Alternation des Bewusstseins

Das Gehirn dirigiert die Wahrnehmung - und umgekehrt

Der folgende Beitrag ist vor 2021 erschienen. Unsere Redaktion hat seither ein neues Leitbild und redaktionelle Standards. Weitere Informationen finden Sie hier.

In der heutigen Ausgabe von Nature wird eine neue Studie über aufschlussreiche Anpassungen des Gehirns an die Anforderungen seiner Umwelt veröffentlicht: Sie belegt, dass Dirigenten mit der Zeit spezielle Fähigkeiten erworben haben, Geräuschquellen präziser lokalisieren zu können. Thomas Münte von der Universität von Magdeburg erstellte mit seinem Team eine Vergleichsstudie mit professionellen Dirigenten, klassischen Pianisten und Nicht-Musikern.

Während sie auf den Klang des gesamten Orchesters achten müssen, können Dirigenten ihre Aufmerksamkeit auch gleichzeitig auf die einzelnen Musiker richten und deren Spiel heraushören.

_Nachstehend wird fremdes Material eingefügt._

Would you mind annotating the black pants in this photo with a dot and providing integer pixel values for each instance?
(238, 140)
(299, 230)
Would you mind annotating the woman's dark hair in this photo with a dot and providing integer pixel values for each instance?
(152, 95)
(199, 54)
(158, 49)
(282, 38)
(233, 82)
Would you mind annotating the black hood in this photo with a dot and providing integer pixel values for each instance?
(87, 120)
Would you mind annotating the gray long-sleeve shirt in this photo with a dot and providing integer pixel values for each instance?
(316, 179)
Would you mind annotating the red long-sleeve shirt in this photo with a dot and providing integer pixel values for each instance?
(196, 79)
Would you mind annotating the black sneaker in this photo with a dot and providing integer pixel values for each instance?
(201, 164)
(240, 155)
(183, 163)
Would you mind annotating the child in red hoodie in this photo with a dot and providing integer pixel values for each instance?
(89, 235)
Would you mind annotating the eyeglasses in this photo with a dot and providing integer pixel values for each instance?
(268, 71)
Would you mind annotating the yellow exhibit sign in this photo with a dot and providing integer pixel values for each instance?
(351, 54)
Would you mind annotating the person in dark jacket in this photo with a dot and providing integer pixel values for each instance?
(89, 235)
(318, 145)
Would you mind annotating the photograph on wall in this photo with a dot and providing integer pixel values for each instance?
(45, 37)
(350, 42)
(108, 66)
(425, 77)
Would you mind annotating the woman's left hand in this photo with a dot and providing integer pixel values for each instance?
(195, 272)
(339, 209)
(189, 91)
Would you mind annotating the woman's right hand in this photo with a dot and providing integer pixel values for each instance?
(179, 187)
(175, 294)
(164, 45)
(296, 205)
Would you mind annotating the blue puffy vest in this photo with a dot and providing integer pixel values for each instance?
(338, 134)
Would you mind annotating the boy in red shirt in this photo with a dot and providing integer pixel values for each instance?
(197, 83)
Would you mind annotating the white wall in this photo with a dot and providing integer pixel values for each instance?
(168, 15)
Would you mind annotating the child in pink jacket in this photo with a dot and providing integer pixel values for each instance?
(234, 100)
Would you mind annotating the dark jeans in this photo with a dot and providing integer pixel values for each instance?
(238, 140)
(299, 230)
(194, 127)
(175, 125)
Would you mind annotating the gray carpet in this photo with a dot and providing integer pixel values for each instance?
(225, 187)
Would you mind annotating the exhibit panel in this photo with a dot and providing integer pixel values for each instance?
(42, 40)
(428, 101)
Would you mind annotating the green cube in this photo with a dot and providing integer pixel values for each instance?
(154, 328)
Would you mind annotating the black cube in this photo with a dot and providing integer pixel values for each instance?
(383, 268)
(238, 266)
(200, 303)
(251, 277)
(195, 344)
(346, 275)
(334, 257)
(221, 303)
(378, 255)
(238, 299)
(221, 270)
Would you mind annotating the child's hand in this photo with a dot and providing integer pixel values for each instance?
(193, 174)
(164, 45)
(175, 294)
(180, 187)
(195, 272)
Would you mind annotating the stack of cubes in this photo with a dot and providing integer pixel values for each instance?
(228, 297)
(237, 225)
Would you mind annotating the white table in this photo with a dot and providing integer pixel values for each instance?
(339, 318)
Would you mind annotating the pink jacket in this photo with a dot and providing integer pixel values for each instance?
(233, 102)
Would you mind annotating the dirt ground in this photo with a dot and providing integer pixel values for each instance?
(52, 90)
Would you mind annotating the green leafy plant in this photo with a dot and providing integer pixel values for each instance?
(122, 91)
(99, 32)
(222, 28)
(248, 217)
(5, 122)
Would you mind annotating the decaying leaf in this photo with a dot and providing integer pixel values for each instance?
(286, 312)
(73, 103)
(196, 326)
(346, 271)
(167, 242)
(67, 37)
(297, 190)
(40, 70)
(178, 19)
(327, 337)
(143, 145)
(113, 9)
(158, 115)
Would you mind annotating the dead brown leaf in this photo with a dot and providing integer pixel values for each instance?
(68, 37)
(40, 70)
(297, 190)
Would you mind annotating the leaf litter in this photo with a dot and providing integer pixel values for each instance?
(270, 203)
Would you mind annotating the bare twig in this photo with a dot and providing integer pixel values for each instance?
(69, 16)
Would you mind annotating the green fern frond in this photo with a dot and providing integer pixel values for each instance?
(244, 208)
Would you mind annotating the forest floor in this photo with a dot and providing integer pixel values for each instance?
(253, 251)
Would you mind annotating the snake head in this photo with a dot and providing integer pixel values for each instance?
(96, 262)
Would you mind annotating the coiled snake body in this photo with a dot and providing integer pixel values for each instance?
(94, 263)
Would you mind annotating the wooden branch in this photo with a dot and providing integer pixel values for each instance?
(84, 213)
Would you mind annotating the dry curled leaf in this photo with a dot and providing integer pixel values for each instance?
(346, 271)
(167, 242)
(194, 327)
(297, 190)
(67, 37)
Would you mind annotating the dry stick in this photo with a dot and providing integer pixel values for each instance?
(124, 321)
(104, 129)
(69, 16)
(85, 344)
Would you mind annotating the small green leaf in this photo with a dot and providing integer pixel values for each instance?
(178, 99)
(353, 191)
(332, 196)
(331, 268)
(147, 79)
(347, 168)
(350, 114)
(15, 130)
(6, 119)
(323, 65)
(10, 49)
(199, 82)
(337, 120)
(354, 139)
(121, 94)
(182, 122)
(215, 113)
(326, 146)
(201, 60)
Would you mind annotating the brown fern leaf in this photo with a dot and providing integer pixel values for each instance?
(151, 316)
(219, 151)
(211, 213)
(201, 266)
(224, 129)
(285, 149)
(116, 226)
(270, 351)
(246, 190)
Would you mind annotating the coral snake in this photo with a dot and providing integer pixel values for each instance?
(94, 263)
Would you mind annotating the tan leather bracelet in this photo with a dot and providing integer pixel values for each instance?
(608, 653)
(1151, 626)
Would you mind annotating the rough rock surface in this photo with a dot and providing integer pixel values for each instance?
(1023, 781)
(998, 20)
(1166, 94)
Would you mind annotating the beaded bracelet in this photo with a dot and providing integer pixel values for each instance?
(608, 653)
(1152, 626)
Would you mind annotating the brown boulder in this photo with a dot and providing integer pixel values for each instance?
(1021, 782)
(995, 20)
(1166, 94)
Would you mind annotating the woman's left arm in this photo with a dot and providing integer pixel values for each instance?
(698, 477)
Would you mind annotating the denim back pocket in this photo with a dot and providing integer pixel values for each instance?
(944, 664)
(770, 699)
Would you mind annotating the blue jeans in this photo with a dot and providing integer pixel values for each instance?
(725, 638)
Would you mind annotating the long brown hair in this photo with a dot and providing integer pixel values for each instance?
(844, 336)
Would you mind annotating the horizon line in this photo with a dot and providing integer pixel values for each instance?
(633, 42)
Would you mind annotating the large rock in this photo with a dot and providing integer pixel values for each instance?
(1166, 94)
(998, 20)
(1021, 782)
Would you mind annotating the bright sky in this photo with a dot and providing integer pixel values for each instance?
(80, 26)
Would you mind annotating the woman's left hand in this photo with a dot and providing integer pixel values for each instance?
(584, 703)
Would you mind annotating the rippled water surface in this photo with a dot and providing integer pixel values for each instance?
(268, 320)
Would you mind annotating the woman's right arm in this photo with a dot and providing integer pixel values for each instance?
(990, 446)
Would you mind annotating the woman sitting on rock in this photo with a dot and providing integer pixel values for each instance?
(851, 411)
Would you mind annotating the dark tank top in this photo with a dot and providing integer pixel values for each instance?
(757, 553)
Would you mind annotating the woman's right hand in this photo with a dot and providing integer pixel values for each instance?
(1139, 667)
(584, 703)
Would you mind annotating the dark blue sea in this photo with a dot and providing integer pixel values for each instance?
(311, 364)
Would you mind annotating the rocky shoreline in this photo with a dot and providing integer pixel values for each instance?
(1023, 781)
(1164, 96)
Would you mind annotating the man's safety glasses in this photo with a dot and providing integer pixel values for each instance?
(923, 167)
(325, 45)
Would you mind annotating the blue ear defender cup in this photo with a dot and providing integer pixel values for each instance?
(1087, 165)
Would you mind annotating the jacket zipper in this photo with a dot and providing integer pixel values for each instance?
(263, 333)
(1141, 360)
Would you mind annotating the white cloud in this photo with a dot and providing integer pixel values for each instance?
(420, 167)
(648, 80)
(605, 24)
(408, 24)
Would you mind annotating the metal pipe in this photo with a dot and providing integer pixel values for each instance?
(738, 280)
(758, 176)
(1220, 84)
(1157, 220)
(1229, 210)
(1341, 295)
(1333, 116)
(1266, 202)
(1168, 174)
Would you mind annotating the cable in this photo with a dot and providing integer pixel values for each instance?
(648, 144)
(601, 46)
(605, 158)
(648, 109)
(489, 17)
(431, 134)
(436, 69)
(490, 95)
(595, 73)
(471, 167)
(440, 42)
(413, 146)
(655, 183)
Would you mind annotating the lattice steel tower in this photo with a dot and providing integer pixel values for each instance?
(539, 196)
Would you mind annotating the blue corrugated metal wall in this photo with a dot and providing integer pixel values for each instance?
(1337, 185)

Eine Leistung, die ein "normal" funktionierendes Gehirn nicht ohne weiteres erbringen könnte.

Sieben Dirigenten klassischer Musik, sieben Pianisten und sieben Nicht-Musiker wurden in einer Versuchsanordnung getestet, die ursprünglich zum Nachweis der weiterentwickelten Fähigkeiten von Blinden, Geräusche zu lokalisieren, entwickelt worden war.

Die Teilnehmer wurden vor eine Reihe von Lautsprechern gesetzt und hörten sich elektronische Klangteppiche mit gelegentlichen Geräuschabweichungen an. Dabei wurden die Lautsprecher in verschiedenen Entfernungen arrangiert und die Probanden angewiesen, sich in diversen Testdurchläufen jeweils auf andere Richtungen oder Entfernungen zu konzentrieren.

Die Gehirnaktivitäten der Dirigenten zeigten eine höhere Präzision darin, sich auch auf die schwächeren Geräusche im Klangteppich konzentrieren zu können, als das die Gehirnstrom-Aufzeichnungen der Kontrollgruppen belegten. Außerdem konnten sie auch besser lokalisieren, woher das abweichende Geräusch gekommen war.

Während die Testdurchläufe bei den zentralen Geräuschquellen bei allen Testgruppen einen Anstieg der aufgezeichneten "event-related brain potentials" (ERPs) ergaben, war das bei den größeren Distanzen nur in der Gruppe der Dirigenten der Fall.

Die Studie belegt, dass künstlerische Fähigkeiten vom Nervensystem beeinflusst werden - und, wie sehr das menschliche Gehirn fähig ist, sich den ihm gestellten Anforderungen anzupassen.

Was passieren kann, wenn im Gehirn die Wahrnehmung von anderen notwendigen Informationen isoliert werden, belegt eine Studie von Psychologen und Neurowissenschaftlern der University of Princeton Wenn etwa die Gehirnregion des parietalen Cortex auf Grund einer Verletzung Schaden genommen hat, kann es vorkommen, dass Gliedmaßen nicht als die eigenen empfunden werden. Dann könnte es sein, dass man morgens aufwacht und sich fragt, wer einem denn das fremde Bein ins Bett gelegt hat. Zwar hat das Gehirn noch die Information, kann das Bein noch wahrnehmen; auch Logik und Wahrscheinlichkeit sprächen dafür, dass es das eigene ist - dennoch will das Bein trotz einwandfrei funktionierender Muskeln nicht ohne weiteres gehorchen. Nur dann, wenn es dem Gehirn gelingt, sich der Situation anzupassen.

Laut der Studie wurde die Gehirnregion lokalisiert, die dafür sorgt, dass der Körper und seine Extremitäten richtig positioniert werden. Besonders der Sehsinn und die Eigenwahrnehmung des Körpers müssen dafür im Gehirn koordiniert werden. Dazu testeten Michael Graziano und seine Kollegen Affen auf deren Neuronen-Reaktionen mithilfe künstlicher Arme. War die Aufmerksamkeit der Affen dank der optisch verdeckten echten Arme nur noch auf die künstlichen gerichtet, reagierte noch fast ein Drittel der Neuronen genau wie zuvor. Nur wenn diese auch nicht mehr zu sehen waren blieb jede Reaktion aus. Daraus schlossen die Wissenschaftler, dass diese speziellen Neuronen für die Koordination zwischen Wahrnehmung und Eigenmotorik zuständig sind.